Dashing out into the night in a carriage to intercept her sibling, Helga braves the terrifying howls that fill the dank air to find not only Oliver (John Howard, Heather Angel's co-star as Sapper's Bulldog Drummond himself in seven pictures about the titular adventurer), wounded and unconscious from some animal's attack, but also his dog - turn asunder and broken by the mysterious beast - and local girl Kate O' Malley similarly slain.  Back at Hammond Hall, the injured Oliver cannot remember what happened, only that he was on the lane at night when he felt all about him some monstrous presence that "came rushing in" before he blacked out.  Scotland Yard sends in the inimitable duo of investigators Robert 'Bob' Curtis (James Ellison, who would go on to play Wesley Rand in 1943's Jacques Tourneur-helmed Val Lewton spooker I Walked with a Zombie) and his eccentric comic relief sidekick Cornelia 'Christie' Christopher (played by real-life eccentric monocle-sporter Heather Thatcher).

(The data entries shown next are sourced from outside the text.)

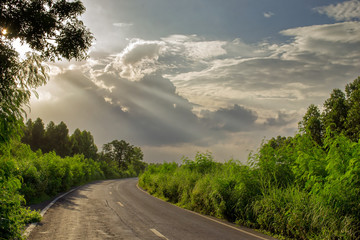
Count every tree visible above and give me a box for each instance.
[52,121,71,157]
[70,128,98,159]
[322,89,348,133]
[0,0,93,143]
[100,140,145,174]
[30,118,45,151]
[299,104,323,145]
[345,77,360,142]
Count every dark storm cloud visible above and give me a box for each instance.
[201,104,258,132]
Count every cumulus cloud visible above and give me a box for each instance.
[106,39,163,81]
[201,104,258,132]
[263,12,275,18]
[113,22,134,28]
[314,0,360,21]
[28,17,360,163]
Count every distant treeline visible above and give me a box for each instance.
[21,118,145,177]
[0,118,146,239]
[139,78,360,240]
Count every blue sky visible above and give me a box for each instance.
[30,0,360,162]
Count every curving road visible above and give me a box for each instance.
[28,179,273,240]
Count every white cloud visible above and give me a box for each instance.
[314,0,360,21]
[263,12,275,18]
[113,22,134,28]
[106,39,164,81]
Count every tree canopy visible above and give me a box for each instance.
[0,0,93,142]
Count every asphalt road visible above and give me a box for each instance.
[28,179,273,240]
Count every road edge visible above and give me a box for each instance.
[22,185,83,239]
[136,182,276,240]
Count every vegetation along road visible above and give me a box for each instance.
[28,178,272,240]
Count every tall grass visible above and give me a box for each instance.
[139,134,360,239]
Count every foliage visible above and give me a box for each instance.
[139,78,360,240]
[21,118,97,160]
[0,0,93,143]
[0,145,41,239]
[99,140,145,176]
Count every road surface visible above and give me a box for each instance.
[28,179,273,240]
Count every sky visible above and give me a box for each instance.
[29,0,360,163]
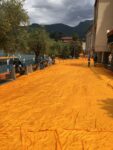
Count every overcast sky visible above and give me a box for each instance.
[24,0,94,26]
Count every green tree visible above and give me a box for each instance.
[0,0,28,53]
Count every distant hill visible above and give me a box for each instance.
[29,20,93,39]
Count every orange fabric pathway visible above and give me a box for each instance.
[0,59,113,150]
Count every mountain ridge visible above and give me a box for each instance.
[29,20,93,39]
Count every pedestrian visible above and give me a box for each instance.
[93,54,97,66]
[88,54,90,67]
[108,54,112,65]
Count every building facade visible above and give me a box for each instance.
[94,0,113,63]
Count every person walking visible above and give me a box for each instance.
[93,54,97,67]
[108,54,112,65]
[88,54,91,67]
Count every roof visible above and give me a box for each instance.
[61,37,73,40]
[107,30,113,36]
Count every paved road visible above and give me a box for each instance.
[0,59,113,150]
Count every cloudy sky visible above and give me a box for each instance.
[24,0,94,26]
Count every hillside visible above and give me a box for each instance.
[29,20,92,39]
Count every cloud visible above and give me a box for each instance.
[24,0,94,26]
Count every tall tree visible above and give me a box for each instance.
[0,0,28,53]
[29,28,49,59]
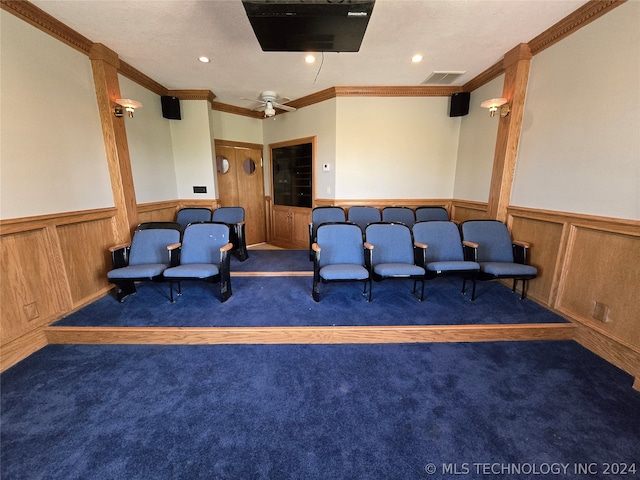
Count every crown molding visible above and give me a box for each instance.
[118,60,168,95]
[0,0,93,55]
[528,0,627,55]
[0,0,627,113]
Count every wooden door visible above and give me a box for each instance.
[216,145,267,245]
[271,205,292,248]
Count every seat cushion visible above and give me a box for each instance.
[164,263,220,279]
[480,262,538,277]
[373,263,425,277]
[427,261,480,272]
[107,263,169,280]
[320,263,369,280]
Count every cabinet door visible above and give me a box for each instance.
[271,205,291,248]
[291,208,311,249]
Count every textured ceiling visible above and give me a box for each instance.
[32,0,587,108]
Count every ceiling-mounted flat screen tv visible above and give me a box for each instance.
[242,0,375,52]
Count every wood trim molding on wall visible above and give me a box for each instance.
[528,0,627,55]
[0,0,627,114]
[0,0,93,55]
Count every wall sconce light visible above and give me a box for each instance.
[480,98,511,117]
[113,98,142,118]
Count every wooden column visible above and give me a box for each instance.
[89,43,138,243]
[488,43,532,221]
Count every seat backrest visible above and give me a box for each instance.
[180,222,229,265]
[347,205,382,231]
[462,220,513,263]
[365,222,414,265]
[416,207,449,222]
[212,207,244,223]
[382,207,416,228]
[134,222,182,233]
[311,207,346,225]
[176,207,211,230]
[413,220,464,262]
[129,228,180,265]
[316,222,364,267]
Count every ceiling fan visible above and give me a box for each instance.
[243,90,296,118]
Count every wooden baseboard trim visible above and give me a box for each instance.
[231,271,313,277]
[0,327,47,372]
[575,322,640,378]
[46,323,575,345]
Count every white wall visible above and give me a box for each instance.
[335,97,460,199]
[262,98,337,199]
[210,110,263,145]
[453,75,504,202]
[0,10,114,218]
[170,100,218,200]
[511,1,640,219]
[118,75,178,203]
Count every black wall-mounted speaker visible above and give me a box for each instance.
[160,95,182,120]
[449,92,471,117]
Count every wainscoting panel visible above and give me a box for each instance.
[138,201,179,223]
[56,219,116,309]
[0,227,71,346]
[451,200,489,223]
[509,216,564,305]
[0,208,116,370]
[556,226,640,350]
[508,207,640,377]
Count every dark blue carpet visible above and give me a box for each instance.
[231,250,313,272]
[0,342,640,480]
[54,277,565,327]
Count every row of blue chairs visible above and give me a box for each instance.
[309,205,449,260]
[107,222,233,303]
[175,207,249,262]
[312,220,537,301]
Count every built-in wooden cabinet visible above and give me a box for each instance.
[271,205,311,249]
[270,138,315,249]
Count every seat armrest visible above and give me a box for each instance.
[167,242,182,267]
[462,240,478,262]
[512,241,531,265]
[109,243,131,252]
[413,242,427,269]
[109,243,131,269]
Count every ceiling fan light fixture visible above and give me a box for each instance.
[264,101,276,117]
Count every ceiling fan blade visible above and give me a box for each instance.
[271,102,297,112]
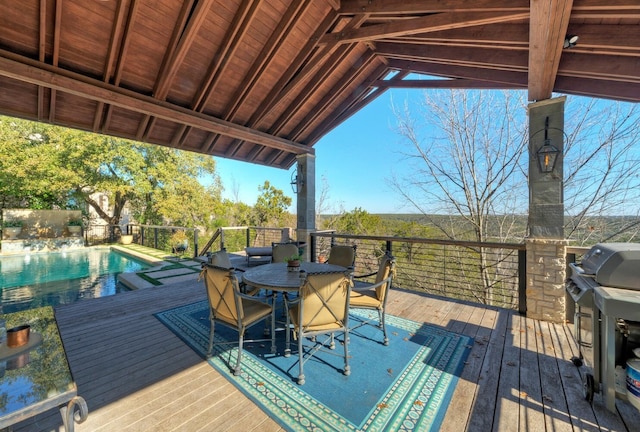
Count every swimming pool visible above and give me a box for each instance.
[0,247,150,313]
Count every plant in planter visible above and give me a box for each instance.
[2,220,23,240]
[169,230,189,254]
[284,255,302,271]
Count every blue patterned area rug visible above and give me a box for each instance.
[156,301,473,431]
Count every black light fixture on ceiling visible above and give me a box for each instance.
[562,35,580,48]
[538,117,560,173]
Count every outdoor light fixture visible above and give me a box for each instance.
[538,117,560,173]
[291,171,304,193]
[562,35,580,48]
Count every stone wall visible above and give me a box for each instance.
[0,209,84,255]
[526,239,568,323]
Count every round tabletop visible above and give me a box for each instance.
[242,262,347,291]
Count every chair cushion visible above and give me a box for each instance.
[349,290,382,309]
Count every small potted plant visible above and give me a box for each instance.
[170,230,189,254]
[2,220,22,240]
[284,255,302,271]
[67,219,82,237]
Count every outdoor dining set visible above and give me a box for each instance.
[202,243,395,385]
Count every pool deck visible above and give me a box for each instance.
[111,244,258,290]
[111,245,202,290]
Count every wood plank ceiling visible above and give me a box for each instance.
[0,0,640,169]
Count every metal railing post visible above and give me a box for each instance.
[518,250,527,315]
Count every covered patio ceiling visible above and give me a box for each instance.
[0,0,640,169]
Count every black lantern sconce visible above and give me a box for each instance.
[537,117,560,173]
[291,170,304,194]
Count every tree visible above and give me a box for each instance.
[254,180,291,226]
[391,90,640,303]
[391,90,640,244]
[392,91,528,245]
[0,117,222,227]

As the pair of dogged sleuths - who really could have spun off into their own series of supernatural investigations, with their likeably quirky Holmes/Watson or even monochrome proto-Mulder/Scully relationship - investigate the strange circumstances surrounding the Hammonds and their ancient curse which dates back to their ancestor Sir Reginald Hammond (whose statue stands in the family crypt alongside the effigy of some weird lupine creature), they begin to unravel a hex dating back as far as the Crusades of Richard I and rumours of the Hammonds having sold their souls to Satan.  Aided by Christy's unerring sense of spooky intuition (or "supercalaphegalus", as Curtis calls it in almost Poppinsian style) they discover that - far from being the victim of a physical assault by the monster - Oliver is himself the victim of the Hammond's lycanthropic malediction: his feelings of darkening terror when out at night were in fact the transformation coming over him before he rent asunder his own hound and young Kate O' Malley.  When night falls once again and Oliver's animal instinct takes hold of him once again and leads the werewolf to prey upon his beloved sister in an incestuous fashion, the beast must surely die...


Okay, it isn't Universal's The Wolf Man, but The Undying Monster is a fascinating little piece that's very well directed by John Brahm and thoroughly deserves further inspection from all connoisseurs of the supernatural whether they're wisecracking monocle wearers or not.